Rosen-Backed Bipartisan END FENTANYL Act Passes Senate

Bipartisan Bill Would Help U.S. Law Enforcement Prevent Drug Smuggling And Save Lives

WASHINGTON DC – Today, U.S. Senator Jacky Rosen (D-NV), a member of the Senate Homeland Security and Governmental Affairs Committee (HSGAC), applauded news that the bipartisan Eradicating Narcotic Drugs and Formulating Effective New Tools to Address National Yearly Losses of Life (END FENTANYL) Act, legislation introduced by Senator Rick Scott (R-FL) and co-sponsored by Senator Rosen, has passed the Senate. This legislation, which Rosen helped move through committee earlier this year, would require the Commissioner of U.S. Customs and Border Protection (CBP) to update its policies at least once every three years to ensure drug interdiction guidance is up to date. Many CBP policies that outline drug interdiction practices are outdated and do not provide guidance on how to handle drugs such as fentanyl. 
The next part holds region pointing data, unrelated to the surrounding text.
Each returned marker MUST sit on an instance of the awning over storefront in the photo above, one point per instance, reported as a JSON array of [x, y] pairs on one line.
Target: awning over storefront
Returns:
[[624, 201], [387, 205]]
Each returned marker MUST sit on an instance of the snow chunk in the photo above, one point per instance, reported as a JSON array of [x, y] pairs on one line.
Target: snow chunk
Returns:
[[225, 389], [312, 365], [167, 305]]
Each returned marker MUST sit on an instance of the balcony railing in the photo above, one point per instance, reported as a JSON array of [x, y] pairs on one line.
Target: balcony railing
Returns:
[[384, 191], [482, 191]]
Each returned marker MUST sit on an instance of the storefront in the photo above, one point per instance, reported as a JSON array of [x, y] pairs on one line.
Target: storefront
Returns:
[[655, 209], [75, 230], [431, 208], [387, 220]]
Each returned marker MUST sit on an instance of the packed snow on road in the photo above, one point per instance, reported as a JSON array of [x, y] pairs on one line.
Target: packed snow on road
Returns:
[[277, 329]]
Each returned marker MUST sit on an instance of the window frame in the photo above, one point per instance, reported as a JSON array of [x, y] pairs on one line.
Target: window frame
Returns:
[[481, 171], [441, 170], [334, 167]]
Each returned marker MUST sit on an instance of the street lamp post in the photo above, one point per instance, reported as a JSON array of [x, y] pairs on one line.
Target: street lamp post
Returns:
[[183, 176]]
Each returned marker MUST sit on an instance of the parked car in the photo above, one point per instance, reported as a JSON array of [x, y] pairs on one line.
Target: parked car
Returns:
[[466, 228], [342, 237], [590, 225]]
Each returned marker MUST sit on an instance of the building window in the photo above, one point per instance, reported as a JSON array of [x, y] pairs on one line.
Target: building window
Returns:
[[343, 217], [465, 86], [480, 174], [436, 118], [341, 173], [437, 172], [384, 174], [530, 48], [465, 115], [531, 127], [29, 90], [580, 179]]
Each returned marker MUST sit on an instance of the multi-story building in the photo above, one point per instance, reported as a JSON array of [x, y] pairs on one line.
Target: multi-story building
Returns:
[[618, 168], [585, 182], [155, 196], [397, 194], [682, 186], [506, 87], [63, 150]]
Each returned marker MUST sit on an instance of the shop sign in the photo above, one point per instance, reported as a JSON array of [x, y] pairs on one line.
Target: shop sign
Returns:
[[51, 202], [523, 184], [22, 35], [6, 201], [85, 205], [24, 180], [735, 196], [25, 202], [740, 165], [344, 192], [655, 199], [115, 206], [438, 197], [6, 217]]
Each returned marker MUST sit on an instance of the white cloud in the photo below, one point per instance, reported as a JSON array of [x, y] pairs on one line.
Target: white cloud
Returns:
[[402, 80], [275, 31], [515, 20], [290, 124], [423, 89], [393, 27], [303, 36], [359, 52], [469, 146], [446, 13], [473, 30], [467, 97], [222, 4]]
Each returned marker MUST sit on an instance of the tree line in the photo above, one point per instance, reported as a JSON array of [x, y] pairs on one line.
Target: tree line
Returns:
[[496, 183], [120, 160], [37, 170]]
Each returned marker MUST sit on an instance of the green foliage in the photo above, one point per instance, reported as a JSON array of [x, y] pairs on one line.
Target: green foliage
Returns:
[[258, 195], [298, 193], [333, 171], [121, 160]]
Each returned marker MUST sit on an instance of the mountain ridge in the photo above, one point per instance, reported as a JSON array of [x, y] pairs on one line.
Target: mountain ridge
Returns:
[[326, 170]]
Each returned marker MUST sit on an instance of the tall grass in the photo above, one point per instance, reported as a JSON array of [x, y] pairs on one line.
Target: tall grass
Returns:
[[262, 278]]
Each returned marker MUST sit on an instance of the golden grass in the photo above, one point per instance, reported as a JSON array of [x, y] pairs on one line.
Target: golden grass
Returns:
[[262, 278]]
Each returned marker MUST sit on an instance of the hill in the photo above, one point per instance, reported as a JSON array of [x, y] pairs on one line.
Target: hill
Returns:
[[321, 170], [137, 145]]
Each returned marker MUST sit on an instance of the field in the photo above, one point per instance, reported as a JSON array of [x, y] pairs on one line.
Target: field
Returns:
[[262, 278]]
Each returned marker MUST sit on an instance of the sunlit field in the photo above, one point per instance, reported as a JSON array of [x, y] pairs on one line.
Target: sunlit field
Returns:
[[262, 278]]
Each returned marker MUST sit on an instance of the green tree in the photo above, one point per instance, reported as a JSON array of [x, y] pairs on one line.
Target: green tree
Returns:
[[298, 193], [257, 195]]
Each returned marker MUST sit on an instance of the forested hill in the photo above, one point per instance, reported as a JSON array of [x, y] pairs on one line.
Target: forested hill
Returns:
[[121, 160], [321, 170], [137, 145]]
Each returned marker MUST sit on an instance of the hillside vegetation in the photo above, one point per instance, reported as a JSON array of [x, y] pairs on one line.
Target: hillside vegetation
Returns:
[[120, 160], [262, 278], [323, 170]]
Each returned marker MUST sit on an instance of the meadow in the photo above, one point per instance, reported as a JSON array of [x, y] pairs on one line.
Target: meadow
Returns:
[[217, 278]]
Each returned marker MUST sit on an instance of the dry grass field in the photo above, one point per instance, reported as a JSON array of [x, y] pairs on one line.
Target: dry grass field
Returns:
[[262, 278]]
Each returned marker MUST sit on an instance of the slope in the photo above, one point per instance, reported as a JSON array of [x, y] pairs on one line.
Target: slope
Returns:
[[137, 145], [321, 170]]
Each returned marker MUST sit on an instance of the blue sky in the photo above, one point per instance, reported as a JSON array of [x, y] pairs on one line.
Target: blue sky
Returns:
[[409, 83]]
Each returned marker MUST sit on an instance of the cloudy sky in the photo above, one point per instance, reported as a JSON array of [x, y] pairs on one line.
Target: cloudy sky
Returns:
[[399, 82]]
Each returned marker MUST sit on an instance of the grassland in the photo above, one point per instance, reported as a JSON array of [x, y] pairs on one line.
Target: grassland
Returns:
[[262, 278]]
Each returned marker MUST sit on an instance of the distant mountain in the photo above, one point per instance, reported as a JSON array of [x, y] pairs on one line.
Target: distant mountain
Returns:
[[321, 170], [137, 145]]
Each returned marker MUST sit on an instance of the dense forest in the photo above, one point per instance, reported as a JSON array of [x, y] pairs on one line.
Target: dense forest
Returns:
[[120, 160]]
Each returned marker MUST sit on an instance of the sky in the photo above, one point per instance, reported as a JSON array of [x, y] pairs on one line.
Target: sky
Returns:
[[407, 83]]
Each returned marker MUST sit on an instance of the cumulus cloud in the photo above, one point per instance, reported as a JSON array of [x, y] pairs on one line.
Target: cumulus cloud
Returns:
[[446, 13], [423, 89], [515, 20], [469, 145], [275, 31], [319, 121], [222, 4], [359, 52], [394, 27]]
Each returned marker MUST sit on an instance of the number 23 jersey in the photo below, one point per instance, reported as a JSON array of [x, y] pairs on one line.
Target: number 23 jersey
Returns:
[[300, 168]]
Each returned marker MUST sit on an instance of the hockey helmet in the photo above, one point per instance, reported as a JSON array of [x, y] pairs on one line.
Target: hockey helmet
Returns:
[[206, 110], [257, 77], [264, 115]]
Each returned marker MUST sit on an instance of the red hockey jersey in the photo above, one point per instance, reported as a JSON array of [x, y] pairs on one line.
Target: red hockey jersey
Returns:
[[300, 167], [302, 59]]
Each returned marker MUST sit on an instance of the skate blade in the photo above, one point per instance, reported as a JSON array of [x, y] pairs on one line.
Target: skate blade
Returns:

“Fentanyl is a deadly drug that is killing people in Nevada and across our nation,” dijo el Senador Rosen. “This bipartisan legislation will ensure that law enforcement officers are better prepared by providing them with updated tools and training to prevent the spread of dangerous drugs and help save lives. I’m glad to have co-sponsored this important bill and helped see it pass out of the Senate.”

el bipartidista END FENTANYL Act would:

  • Require the Commissioner of CBP to review and update the Office of Field Operations’ policies and handbooks, as necessary, and at least once every three years in order to respond to illegal activity, such as the smuggling of drugs and humans, along the border.
  • Require the Commissioner of CBP to submit a report to the Committee on Homeland Security and Governmental Affairs of the Senate and the Committee on Homeland Security of the House of Representatives that summarizes the policy and manual changes every three years.

This legislation builds off the 2019 GAO report, “Land Ports of Entry: CBP Should Update Policies and Enhance Analysis of Inspections,” which found that drug interdiction guidance has not been updated in 20 years. Senator Rosen has taken action to help address the threat of dangerous and illegal drugs coming into the United States. Her bipartisan DHS Opioid Detection Resilience Act was signed into law last Congress and would ensure that Department of Homeland Security personnel have the tools needed — like chemical screening devices — to more easily detect synthetic opioids, like fentanyl, which are contributing to the devastating substance abuse crisis in Nevada and across the country.